漫然と明日の幸せを待つでなく、積極的に打って出る生き方もある。その典型は企業にある。
自社の製品・商品・サービスを市場に提供し、お客様の幸せ−『顧客満足』−を実現して対価を得、上は株主経営者、下はヒラ社員アルバイトにその家族、の生計をなりたたせている組織。そこには会社の経常利益から営業一人あたりの売上ノルマに至る「予算」がある。
あしたの幸せを約束する「予算」と、マーケットからのシビアな評価である「実績」から算出される「見込」に乖離があればあるほど、会社の幸せは遠のく。と云うわけで、どこの会社でも今期今月の見込管理に血眼になり、現場の希望的観測に基づいた報告を鵜呑みにし、強気な数字を組立てて、後で泣きを見るところも出て来ることになる。もっとも、月々の給与さえ受けとってあれば、生計は成り立ってしまうから、従業員個人がそれを意識することは少ない(逆に会社が大儲けしても、従業員への還元が大きくなるわけでもない)。
個人の幸せとは何かを決めるのは難しいが、「生きている」と云う大前提の上に、「自由である」ことが重なっているのは確かなところだろう。それを担保するのは、云うまでもなく「お金」である。
人は働いてお金を稼ぐ。稼ぎが少なくてやってられないと思えば、使うお金を切り詰めるか、稼ぎの良い仕事に替える・仕事を増やすかして、入るお金を増やす道を選ぶ。そして副業・内職を考えることになる。
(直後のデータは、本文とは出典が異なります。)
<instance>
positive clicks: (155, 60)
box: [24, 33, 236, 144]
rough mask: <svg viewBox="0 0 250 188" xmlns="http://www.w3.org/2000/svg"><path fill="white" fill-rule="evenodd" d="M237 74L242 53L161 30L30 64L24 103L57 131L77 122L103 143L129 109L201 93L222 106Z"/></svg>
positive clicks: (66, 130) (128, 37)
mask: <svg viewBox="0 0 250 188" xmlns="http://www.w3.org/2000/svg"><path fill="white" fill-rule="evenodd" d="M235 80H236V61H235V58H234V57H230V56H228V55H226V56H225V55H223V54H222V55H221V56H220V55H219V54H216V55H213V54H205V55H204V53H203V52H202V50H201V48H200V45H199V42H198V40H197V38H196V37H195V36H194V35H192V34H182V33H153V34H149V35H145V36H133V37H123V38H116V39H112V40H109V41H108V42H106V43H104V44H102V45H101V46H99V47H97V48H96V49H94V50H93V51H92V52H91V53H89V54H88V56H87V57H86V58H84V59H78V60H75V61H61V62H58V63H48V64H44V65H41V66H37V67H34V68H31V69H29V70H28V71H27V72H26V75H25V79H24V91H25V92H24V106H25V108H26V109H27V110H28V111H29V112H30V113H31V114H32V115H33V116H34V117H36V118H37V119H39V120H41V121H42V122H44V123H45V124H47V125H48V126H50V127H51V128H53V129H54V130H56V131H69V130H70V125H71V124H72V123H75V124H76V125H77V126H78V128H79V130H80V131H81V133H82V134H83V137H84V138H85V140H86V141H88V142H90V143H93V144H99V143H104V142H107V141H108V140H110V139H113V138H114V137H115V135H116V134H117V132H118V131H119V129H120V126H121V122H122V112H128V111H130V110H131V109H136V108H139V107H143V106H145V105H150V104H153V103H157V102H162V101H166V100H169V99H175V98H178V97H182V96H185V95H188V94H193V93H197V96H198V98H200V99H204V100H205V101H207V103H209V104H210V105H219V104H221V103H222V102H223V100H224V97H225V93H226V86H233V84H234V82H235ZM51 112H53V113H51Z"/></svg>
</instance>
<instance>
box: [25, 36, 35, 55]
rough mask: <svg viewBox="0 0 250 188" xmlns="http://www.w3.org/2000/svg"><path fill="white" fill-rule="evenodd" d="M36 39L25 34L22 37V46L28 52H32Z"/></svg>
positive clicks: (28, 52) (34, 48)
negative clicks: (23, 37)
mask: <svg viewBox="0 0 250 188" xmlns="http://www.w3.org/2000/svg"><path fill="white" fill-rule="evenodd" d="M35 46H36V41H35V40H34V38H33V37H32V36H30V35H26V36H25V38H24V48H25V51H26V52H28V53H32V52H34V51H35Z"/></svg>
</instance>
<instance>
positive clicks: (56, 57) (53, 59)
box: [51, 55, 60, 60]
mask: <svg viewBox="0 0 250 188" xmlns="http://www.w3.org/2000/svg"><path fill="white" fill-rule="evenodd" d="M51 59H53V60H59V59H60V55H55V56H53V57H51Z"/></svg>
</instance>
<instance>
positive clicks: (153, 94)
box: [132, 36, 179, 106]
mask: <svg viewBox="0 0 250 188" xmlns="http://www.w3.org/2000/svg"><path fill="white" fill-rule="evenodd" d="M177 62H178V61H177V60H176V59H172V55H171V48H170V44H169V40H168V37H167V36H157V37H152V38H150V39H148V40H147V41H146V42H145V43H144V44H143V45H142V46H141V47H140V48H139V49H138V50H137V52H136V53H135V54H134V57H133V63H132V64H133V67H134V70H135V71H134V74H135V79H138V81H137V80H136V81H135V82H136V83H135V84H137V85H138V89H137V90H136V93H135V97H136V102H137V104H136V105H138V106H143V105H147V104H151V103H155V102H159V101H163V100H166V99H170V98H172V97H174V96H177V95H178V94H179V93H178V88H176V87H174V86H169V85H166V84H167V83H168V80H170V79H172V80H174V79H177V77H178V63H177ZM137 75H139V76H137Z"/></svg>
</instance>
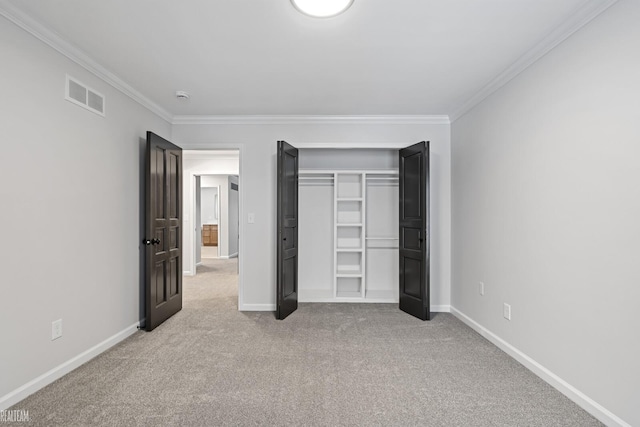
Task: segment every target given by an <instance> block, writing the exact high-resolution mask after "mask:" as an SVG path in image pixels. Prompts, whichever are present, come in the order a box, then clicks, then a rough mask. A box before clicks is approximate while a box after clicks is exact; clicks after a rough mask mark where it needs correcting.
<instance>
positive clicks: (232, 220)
mask: <svg viewBox="0 0 640 427" xmlns="http://www.w3.org/2000/svg"><path fill="white" fill-rule="evenodd" d="M231 184H235V185H238V184H239V181H238V177H237V176H234V175H229V205H228V208H229V227H228V229H229V256H231V257H233V256H236V255H238V238H239V234H238V233H239V221H240V218H239V214H240V212H239V208H240V199H239V190H240V187H238V190H232V189H231Z"/></svg>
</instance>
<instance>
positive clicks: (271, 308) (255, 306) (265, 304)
mask: <svg viewBox="0 0 640 427" xmlns="http://www.w3.org/2000/svg"><path fill="white" fill-rule="evenodd" d="M238 311H276V305H275V304H242V305H241V306H240V307H238Z"/></svg>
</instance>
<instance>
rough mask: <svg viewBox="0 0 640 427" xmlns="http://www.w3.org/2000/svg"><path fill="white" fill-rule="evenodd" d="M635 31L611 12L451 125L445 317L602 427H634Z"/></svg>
mask: <svg viewBox="0 0 640 427" xmlns="http://www.w3.org/2000/svg"><path fill="white" fill-rule="evenodd" d="M638 23H640V2H638V1H633V0H622V1H620V2H619V3H617V4H616V5H614V6H612V7H611V8H610V9H609V10H607V11H606V12H605V13H604V14H603V15H602V16H600V17H599V18H597V19H596V20H595V21H593V22H592V23H591V24H589V25H588V26H586V27H584V28H583V29H582V30H580V31H579V32H578V33H576V34H575V35H573V36H572V37H571V38H570V39H568V40H567V41H566V42H564V43H563V44H561V45H560V46H559V47H557V48H556V49H554V50H553V51H551V52H550V53H549V54H548V55H546V56H545V57H544V58H542V59H541V60H540V61H539V62H537V63H536V64H534V65H533V66H532V67H530V68H529V69H528V70H526V71H525V72H524V73H522V74H521V75H520V76H518V77H517V78H516V79H514V80H513V81H511V82H510V83H509V84H508V85H507V86H505V87H503V88H502V89H501V90H500V91H499V92H497V93H495V94H494V95H493V96H491V97H490V98H488V99H487V100H486V101H485V102H483V103H482V104H480V105H479V106H477V107H476V108H475V109H474V110H472V111H471V112H470V113H468V114H467V115H465V116H463V117H462V118H460V119H459V120H457V121H456V122H455V123H454V124H453V125H452V150H453V154H452V162H453V166H452V167H453V170H452V192H453V201H452V206H453V207H452V229H453V251H452V254H453V255H452V261H453V263H452V271H453V280H452V306H453V307H454V308H455V309H457V310H459V311H460V312H462V313H463V314H464V315H466V316H468V317H469V318H470V319H472V320H473V321H475V322H477V323H478V324H479V325H481V326H482V327H484V328H486V329H487V330H488V331H490V333H492V334H494V335H495V336H497V337H499V338H500V339H502V340H504V341H505V342H506V343H508V344H510V345H511V346H513V347H514V348H515V349H517V350H519V351H521V352H522V353H524V354H525V355H528V356H529V357H531V358H532V359H533V360H535V361H536V362H537V363H539V364H540V365H542V367H544V368H546V369H548V370H549V371H550V372H551V373H553V374H555V375H557V376H558V377H559V378H560V379H561V380H563V381H565V382H566V383H568V384H570V385H572V386H573V387H575V389H577V391H578V394H580V393H581V394H582V395H583V397H584V396H586V398H587V400H589V399H592V402H591V403H594V402H595V404H599V405H602V407H604V410H605V412H606V411H607V410H608V411H610V412H612V413H613V414H615V415H614V418H603V419H606V420H607V422H609V423H611V424H613V423H614V422H617V421H615V416H618V417H619V418H621V419H622V420H624V421H626V422H627V423H629V424H630V425H640V406H639V405H638V403H639V402H640V363H639V362H638V361H639V360H640V332H639V329H638V325H639V322H638V314H637V313H638V302H640V243H639V242H640V166H639V159H640V77H639V76H640V25H638ZM479 281H484V282H485V286H486V294H485V296H484V297H480V296H479V292H478V282H479ZM503 302H507V303H510V304H511V306H512V320H511V321H510V322H509V321H507V320H505V319H503V317H502V304H503ZM612 419H613V420H614V421H611V420H612Z"/></svg>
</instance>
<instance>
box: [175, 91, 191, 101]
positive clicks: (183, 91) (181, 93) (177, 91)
mask: <svg viewBox="0 0 640 427" xmlns="http://www.w3.org/2000/svg"><path fill="white" fill-rule="evenodd" d="M176 98H178V99H180V100H183V99H184V100H186V99H189V98H191V95H189V94H188V93H187V92H185V91H183V90H177V91H176Z"/></svg>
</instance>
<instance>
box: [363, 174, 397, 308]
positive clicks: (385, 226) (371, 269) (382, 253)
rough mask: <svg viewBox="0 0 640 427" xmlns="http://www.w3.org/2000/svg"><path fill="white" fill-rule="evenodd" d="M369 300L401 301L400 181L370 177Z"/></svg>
mask: <svg viewBox="0 0 640 427" xmlns="http://www.w3.org/2000/svg"><path fill="white" fill-rule="evenodd" d="M366 212H367V218H366V227H367V229H366V235H367V250H366V257H367V263H366V266H367V274H366V276H367V289H366V298H367V299H380V300H385V301H389V302H397V301H398V275H399V274H398V182H397V176H395V177H394V178H391V179H387V180H385V179H379V178H377V177H372V178H371V179H368V180H367V209H366Z"/></svg>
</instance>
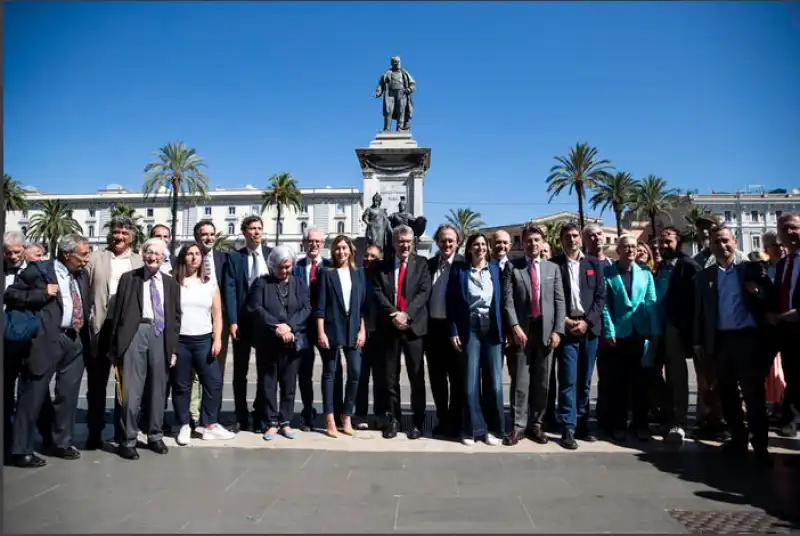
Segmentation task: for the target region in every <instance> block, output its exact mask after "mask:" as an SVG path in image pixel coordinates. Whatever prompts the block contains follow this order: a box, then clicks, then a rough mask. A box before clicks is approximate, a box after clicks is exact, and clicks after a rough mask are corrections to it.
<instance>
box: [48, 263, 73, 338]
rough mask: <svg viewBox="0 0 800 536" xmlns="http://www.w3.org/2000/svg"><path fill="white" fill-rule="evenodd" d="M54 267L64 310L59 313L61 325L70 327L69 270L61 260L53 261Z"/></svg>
mask: <svg viewBox="0 0 800 536" xmlns="http://www.w3.org/2000/svg"><path fill="white" fill-rule="evenodd" d="M53 265H54V266H55V269H56V279H58V291H59V294H61V302H62V303H63V304H64V312H63V313H62V314H61V327H62V328H71V327H72V289H71V288H70V286H69V285H70V277H69V270H68V269H67V267H66V266H64V265H63V264H61V261H58V260H57V261H55V262H54V263H53Z"/></svg>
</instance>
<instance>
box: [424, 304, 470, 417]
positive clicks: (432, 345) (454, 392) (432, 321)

古書市でこんな紙切れを買ってきた。 副業の王座をしむる 養狸業
非常時下に適応する副業は
種タヌキ買入は
生産大の当組合へ
タヌキの養殖である。「とらぬ狸の皮算用」と云うが、自分のところで育てるのである。これなら堅実な「皮算用」が出来る。「非常時下」とあるから、昭和10年前後くらいのものか。
チラシはさらに云う
女子供にも楽々出来る
簡単にして確実なる副業
野菜屑と魚骨と残飯で 楽々飼える 狸さん
安い狸は 失敗の素
誰にでも簡単にできてコストもかからないとは夢のような話である。「狸さん」と昔話のキャラクターを想起させる表記を入れ、親しみやすさのダメ押しをするところも気が利いている。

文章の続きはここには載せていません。